— Не погонишь ты уже коровок в поле, сыночек мой единственный! Не побежишь в деревню, не будешь по весне птиц высматривать… не будешь… не будешь…
— «От внезапной кончины избавь нас, боже».
— Еще утром он все жаловался: «Татусь, говорит, я не помру? Татусь, не отдавайте меня Костусе. Тато, я от рас не уйду!» И так скулил, как собачка, когда чует смерть. Ой, бедные мы сироты, несчастные! Чем же я тебе, сын, помогу? Чем?.. Что-то у него внутри, видно, болело, все за животик хватался и стонал. А когда за Марысей молитву повторял, так у него по щекам слезки так ручейком и текли, и дрожал весь, как осиновый лист!
Юзек вдруг перестал хрипеть, шумно и протяжно вздохнул, открыв широко рот. Сильная судорога пробежала по его телу, он приподнял голову и, блуждающим взглядом обведя людей, снова упал на подушку, вытянулся весь, уставив стеклянные глаза в потолок; страшный крик сорвался и замер на онемевших губах. Мальчик умер.
Пальцы его разомкнулись, и свеча выпала из рук, лицо приняло спокойное выражение. Он лежал, равнодушный ко всему, доброму и злому, радости и горю.
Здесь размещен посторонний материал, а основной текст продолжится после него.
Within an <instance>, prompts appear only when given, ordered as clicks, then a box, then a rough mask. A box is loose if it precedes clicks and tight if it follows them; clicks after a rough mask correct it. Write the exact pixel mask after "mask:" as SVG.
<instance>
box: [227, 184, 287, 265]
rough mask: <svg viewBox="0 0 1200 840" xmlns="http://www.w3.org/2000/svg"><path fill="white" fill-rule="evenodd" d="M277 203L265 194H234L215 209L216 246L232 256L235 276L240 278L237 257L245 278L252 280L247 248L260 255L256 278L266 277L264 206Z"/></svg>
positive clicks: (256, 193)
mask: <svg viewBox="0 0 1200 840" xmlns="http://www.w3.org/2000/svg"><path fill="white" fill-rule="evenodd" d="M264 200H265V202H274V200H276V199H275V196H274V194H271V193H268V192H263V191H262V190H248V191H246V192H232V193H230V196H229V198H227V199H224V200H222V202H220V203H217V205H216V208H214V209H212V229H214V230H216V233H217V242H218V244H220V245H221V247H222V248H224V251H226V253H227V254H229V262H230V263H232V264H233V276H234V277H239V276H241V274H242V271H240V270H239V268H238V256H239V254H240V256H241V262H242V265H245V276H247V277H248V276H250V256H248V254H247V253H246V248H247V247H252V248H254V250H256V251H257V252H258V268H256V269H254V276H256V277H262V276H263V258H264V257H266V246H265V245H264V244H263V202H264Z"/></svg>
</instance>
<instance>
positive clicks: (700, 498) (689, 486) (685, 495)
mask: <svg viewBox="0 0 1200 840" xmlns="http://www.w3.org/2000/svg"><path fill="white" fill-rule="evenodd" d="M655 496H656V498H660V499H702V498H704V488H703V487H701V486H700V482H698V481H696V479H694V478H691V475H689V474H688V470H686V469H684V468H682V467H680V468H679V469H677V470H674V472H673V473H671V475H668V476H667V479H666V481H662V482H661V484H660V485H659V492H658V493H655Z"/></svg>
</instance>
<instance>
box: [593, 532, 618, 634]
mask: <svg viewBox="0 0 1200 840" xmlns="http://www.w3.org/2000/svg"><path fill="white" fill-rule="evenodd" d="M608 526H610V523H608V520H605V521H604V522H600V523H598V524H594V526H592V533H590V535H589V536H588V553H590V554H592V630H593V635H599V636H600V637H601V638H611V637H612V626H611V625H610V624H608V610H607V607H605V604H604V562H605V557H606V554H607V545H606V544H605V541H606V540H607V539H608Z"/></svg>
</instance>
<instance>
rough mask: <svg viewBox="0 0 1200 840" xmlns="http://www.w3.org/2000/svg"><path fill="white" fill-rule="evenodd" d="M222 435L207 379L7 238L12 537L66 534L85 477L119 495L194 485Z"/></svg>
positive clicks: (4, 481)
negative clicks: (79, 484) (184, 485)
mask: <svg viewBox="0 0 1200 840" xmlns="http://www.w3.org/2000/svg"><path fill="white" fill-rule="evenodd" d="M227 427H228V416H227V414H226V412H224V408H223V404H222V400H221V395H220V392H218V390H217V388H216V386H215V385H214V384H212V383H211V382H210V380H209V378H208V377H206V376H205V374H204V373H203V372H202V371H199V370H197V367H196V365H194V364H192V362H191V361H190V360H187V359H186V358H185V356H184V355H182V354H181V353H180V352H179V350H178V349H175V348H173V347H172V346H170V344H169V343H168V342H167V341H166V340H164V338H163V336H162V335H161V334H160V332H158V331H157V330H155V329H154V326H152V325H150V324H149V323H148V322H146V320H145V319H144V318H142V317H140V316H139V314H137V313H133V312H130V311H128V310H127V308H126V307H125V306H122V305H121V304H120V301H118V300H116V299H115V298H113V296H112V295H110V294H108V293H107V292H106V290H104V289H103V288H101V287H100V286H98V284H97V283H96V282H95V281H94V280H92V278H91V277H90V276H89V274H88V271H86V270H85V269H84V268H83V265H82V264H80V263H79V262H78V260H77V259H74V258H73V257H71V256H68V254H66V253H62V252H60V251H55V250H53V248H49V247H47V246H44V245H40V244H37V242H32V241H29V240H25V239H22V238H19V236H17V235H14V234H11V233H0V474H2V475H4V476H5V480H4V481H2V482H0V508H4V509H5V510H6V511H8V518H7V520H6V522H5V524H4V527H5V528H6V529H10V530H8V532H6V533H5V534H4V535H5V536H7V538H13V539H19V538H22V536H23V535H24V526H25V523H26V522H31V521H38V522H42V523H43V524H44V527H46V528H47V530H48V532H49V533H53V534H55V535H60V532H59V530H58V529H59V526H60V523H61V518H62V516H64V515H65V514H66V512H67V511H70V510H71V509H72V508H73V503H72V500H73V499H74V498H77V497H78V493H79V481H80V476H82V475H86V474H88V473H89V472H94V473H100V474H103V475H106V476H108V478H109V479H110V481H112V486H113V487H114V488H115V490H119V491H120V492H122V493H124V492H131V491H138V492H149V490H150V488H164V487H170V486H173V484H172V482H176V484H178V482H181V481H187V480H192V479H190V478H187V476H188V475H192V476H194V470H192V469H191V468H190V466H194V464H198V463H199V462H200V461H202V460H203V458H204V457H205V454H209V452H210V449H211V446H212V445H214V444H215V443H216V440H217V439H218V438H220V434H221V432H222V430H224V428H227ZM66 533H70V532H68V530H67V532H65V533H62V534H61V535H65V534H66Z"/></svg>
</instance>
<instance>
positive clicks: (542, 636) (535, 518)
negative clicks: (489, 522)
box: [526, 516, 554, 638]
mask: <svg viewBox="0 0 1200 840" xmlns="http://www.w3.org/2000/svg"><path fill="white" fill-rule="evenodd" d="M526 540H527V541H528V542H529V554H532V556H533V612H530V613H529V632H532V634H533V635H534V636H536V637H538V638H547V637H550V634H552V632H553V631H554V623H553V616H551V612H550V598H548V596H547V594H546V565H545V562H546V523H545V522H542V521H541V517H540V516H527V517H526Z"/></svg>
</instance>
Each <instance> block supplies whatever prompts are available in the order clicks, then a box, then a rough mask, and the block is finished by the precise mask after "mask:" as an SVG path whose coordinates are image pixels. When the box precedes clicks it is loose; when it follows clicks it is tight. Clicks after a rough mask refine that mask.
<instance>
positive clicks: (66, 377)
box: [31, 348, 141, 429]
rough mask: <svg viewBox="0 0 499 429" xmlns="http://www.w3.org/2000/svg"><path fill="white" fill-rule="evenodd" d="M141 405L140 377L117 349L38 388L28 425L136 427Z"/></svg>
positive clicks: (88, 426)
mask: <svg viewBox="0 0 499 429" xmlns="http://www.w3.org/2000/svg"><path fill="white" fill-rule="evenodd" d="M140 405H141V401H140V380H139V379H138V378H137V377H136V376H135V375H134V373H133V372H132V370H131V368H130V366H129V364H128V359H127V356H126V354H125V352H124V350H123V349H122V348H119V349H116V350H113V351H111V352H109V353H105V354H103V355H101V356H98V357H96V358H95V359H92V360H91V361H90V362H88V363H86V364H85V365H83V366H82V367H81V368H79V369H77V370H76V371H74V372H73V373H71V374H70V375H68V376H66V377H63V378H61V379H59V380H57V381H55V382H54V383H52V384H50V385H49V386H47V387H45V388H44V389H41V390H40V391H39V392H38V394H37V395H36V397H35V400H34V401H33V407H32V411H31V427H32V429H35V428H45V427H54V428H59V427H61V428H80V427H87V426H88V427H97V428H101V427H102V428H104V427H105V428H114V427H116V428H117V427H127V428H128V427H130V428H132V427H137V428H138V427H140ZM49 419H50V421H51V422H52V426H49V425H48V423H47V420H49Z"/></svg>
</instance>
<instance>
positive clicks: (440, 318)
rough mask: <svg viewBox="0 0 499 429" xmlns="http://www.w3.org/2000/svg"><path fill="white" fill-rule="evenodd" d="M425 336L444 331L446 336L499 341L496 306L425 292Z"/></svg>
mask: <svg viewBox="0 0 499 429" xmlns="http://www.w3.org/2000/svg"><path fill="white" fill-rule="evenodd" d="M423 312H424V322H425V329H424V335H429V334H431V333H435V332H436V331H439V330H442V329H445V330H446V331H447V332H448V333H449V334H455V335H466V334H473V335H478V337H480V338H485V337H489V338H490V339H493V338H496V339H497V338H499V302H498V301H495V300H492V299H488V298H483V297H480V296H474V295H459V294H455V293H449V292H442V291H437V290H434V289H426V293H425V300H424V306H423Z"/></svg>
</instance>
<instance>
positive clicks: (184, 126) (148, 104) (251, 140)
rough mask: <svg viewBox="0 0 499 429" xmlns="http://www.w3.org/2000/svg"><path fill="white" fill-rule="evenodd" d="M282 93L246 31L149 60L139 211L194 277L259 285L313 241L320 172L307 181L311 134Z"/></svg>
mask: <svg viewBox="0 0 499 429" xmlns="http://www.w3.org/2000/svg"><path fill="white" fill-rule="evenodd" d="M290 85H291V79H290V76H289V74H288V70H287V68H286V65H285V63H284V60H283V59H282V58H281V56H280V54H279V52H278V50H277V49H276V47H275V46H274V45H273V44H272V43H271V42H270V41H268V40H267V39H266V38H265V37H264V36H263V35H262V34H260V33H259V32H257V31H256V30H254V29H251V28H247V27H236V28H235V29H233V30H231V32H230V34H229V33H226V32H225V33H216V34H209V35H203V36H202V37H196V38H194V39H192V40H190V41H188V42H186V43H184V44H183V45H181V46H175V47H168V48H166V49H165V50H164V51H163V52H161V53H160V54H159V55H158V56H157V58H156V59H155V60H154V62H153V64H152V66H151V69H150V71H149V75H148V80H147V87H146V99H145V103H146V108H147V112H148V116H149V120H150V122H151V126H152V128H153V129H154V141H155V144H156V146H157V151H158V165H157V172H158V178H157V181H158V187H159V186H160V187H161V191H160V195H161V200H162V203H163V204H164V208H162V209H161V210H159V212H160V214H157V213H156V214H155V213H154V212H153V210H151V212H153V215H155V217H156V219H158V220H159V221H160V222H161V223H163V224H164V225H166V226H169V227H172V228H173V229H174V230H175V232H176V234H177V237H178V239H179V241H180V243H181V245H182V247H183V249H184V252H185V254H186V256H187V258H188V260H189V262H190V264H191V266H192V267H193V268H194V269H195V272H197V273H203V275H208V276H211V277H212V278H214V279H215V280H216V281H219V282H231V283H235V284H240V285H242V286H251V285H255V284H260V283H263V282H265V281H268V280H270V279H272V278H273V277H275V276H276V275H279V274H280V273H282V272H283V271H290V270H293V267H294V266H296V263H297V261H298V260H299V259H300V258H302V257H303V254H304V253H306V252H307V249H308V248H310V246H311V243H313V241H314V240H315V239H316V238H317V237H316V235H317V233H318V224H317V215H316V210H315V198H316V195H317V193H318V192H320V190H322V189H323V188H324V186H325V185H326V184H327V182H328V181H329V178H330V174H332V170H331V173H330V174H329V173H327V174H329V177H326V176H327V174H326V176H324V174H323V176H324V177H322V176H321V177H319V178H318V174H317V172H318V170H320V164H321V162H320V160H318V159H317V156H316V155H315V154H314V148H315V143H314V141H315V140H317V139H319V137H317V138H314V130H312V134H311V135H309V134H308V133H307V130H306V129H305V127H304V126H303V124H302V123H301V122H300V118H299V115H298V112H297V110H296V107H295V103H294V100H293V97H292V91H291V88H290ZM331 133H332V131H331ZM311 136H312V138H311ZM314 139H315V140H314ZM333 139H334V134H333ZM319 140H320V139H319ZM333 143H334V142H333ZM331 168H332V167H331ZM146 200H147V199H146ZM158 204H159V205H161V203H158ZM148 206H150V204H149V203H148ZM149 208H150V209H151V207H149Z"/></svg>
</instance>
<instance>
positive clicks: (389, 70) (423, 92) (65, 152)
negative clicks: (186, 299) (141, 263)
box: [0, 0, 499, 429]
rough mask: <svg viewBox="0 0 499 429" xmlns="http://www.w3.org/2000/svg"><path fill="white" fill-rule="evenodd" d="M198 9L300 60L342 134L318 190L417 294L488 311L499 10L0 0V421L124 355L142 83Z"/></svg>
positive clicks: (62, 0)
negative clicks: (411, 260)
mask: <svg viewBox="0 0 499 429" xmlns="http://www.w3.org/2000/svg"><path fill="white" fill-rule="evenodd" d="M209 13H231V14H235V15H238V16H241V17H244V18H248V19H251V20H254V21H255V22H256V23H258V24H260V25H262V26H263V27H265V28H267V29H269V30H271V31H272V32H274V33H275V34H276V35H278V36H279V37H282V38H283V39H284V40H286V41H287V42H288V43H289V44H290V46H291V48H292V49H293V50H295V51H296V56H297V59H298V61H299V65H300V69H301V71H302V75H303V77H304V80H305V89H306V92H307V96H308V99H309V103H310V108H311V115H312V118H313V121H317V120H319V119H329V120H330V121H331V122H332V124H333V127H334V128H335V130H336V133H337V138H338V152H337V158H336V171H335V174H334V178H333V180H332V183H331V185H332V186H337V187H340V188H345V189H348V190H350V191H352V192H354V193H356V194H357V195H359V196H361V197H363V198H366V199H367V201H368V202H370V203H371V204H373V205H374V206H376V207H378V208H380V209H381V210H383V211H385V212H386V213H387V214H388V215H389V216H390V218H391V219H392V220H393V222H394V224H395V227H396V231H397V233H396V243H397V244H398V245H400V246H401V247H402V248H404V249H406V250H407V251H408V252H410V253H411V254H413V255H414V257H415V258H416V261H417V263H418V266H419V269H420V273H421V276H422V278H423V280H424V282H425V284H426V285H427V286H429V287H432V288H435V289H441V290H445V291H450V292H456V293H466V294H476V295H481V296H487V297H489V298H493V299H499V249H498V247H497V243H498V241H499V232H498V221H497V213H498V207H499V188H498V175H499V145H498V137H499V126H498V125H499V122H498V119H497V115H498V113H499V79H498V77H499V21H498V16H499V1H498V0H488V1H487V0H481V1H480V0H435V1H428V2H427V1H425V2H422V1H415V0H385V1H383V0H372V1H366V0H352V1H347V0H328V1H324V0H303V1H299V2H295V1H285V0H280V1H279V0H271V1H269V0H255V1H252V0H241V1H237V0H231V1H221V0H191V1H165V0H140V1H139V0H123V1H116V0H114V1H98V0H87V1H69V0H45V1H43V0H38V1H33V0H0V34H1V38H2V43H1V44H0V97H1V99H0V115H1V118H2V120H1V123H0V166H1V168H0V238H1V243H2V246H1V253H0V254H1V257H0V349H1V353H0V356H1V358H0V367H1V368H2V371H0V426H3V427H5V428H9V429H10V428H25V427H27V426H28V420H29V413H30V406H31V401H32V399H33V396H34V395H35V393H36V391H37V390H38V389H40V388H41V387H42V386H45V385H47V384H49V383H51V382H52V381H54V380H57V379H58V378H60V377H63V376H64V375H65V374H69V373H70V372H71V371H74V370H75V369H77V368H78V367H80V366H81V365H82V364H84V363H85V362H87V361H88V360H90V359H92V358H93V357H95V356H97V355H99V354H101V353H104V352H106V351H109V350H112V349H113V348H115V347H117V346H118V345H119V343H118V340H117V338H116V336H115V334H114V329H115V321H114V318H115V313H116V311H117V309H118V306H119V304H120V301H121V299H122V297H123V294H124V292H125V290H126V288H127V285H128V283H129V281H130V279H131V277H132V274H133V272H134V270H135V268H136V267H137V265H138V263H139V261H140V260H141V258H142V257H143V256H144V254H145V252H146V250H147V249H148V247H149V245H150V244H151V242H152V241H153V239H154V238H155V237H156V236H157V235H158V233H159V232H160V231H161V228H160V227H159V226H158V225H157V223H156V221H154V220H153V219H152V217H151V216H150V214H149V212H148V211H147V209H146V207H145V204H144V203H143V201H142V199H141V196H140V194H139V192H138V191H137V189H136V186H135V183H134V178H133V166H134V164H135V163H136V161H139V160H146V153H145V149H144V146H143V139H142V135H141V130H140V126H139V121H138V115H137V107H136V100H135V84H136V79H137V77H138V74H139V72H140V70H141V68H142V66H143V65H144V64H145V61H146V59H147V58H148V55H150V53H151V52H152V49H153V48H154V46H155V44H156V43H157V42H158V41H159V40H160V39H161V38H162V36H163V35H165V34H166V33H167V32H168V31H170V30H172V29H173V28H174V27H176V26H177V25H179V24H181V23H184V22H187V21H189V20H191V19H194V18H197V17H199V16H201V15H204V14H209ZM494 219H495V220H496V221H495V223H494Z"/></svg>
Вокруг громко закричали, заплакали.
— Тише, люди! — воскликнула Ягустинка, открывая дверь настежь. — Не мешайте душеньке его отлететь к богу спокойно, не отзывайте ее назад своими жалобами.
Все притихли и вскоре разошлись по домам. В избе из чужих осталась одна Ягустинка.
Томек был так угнетен своим несчастьем, так его сразила смерть единственного сына, что все дни до самых похорон он сидел у печки, не двигаясь, ко всему безучастный. Он словно замкнулся в своем горе и чувствовал, как железная рука стиснула ему сердце и так страшно сжимает его, что ни шевельнуться нельзя, ни крикнуть от нестерпимой боли.
На похоронах он как будто пришел в себя и, шагая за телегой, все время поддерживал гроб, но на людей и на все кругом смотрел как-то бессмысленно, почти не слышал погребального пения и слов утешения, на которые не скупились и ксендз и все провожавшие гроб на кладбище.